Just one example: the United Nations Human Rights Council condemns Israel for purported human rights abuses not only more often than it does any other single country in the world, but more than all the other nations of the world combined. If the highpoint of world empathy for Israel’s plight was in the wake of the Six Day War, it’s been downhill ever since.
Israel has been in desperate need of an overarching strategy for combating the world’s obsessive focus on its flaws for some time now. It needs to be extensively developed, generously budgeted, well-coordinated with the political echelon and the IDF, and strategically placed throughout the world.
It would be only natural for Israel to devote a disproportionate amount of time, money and resources to diplomacy and to be particularly good at explaining itself worldwide. It is difficult to think of another country in the world comparable in size that faces the sorts of diplomatic challenges Israel does.
That’s why it is frustrating to discover that Israel lacks an overall strategy, lacks funds, and is failing to achieve its goals in the battle against the Boycott, Divestment and Sanctions campaign.
That was the conclusion of a damning State Comptroller’s Report published Tuesday.
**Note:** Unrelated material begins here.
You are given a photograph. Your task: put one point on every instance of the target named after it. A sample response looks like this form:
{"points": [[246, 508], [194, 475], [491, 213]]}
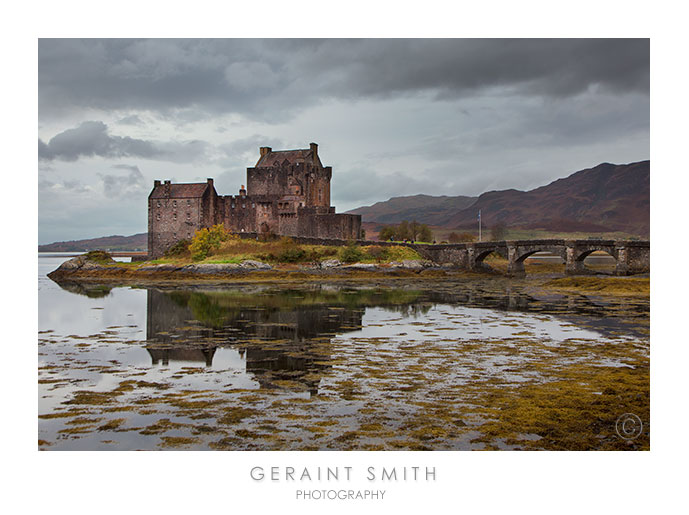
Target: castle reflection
{"points": [[282, 335]]}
A litany of failures are outlined in the report: A lack of cooperation among the Foreign Ministry and the Strategic Affairs Ministry and the IDF Spokesman’s Office; slow responses to crises; unutilized Foreign Ministry missions abroad; inadequate resources at the disposal of the Strategic Affairs Ministry; grandiose plans never implemented (such as reaching out to religious organizations abroad and promoting dialogue with moderate Muslim communities in Europe).
The Comptroller’s Report is hardly the first wake-up call regarding unsatisfactory foreign diplomacy efforts. Back in February, The Jerusalem Post’s diplomatic correspondent Herb Keinon reported that Israel invests significantly less in developing its Foreign Service Corps than countries of comparable size such as Norway, Greece and the Czech Republic. Israel, according to these figures, has 78 embassies abroad, 23 consulates, one trade office, and six missions to international organizations. Iran, by contrast, has 142 missions abroad and the Palestinian Authority has 101. Food-maker Osem’s annual ad budget is bigger than Israel’s public diplomacy budget.
Not only does Israel have too few missions, those that do exist are woefully undermanned. Just a single diplomat runs 30 of the missions and just two are positioned in 56 additional missions, including in Buenos Aires, Cairo and Shanghai.
Part of the problem is that the Foreign Ministry lacks a full-time minister – Prime Minister Benjamin Netanyahu is also the foreign minister. Normally, the politician chosen to become foreign minister uses his or her position to make a name and to fight for bigger budgets. No politician with drive and aspirations to become prime minister would allow his or her budget to remain inadequately small without putting up a fight.
Another problem is that public advocacy or hasbara is a sexy issue. Every politician wants to be responsible for it. The Strategic Affairs Ministry dabbles in diplomacy as does the Prime Minister’s Office. The Foreign Ministry has become just one more ministry that engages in public diplomacy. And often these different bodies do not coordinate their efforts.
It must be frustrating for the idealistic and motivated Foreign Ministry diplomats based in Israel and abroad who chose the diplomatic calling out of a desire to serve and defend Israel against the propaganda spewed by a host of countries, non-state actors, terrorist groups, Islamists and BDS activists. These are people who received training in the art of diplomacy and are therefore the best qualified to take up Israel’s case abroad.
The time has come to rethink Israel’s public diplomacy strategy in the face of seemingly insurmountable challenges.
Steps that need to be taken include: appointing a full-time foreign minister; increasing Israel’s presence abroad; utilizing professional diplomats; and coordinating the different hasbara efforts under a single body. We cannot eradicate prejudices. But we can do a better job of revealing them for what they are.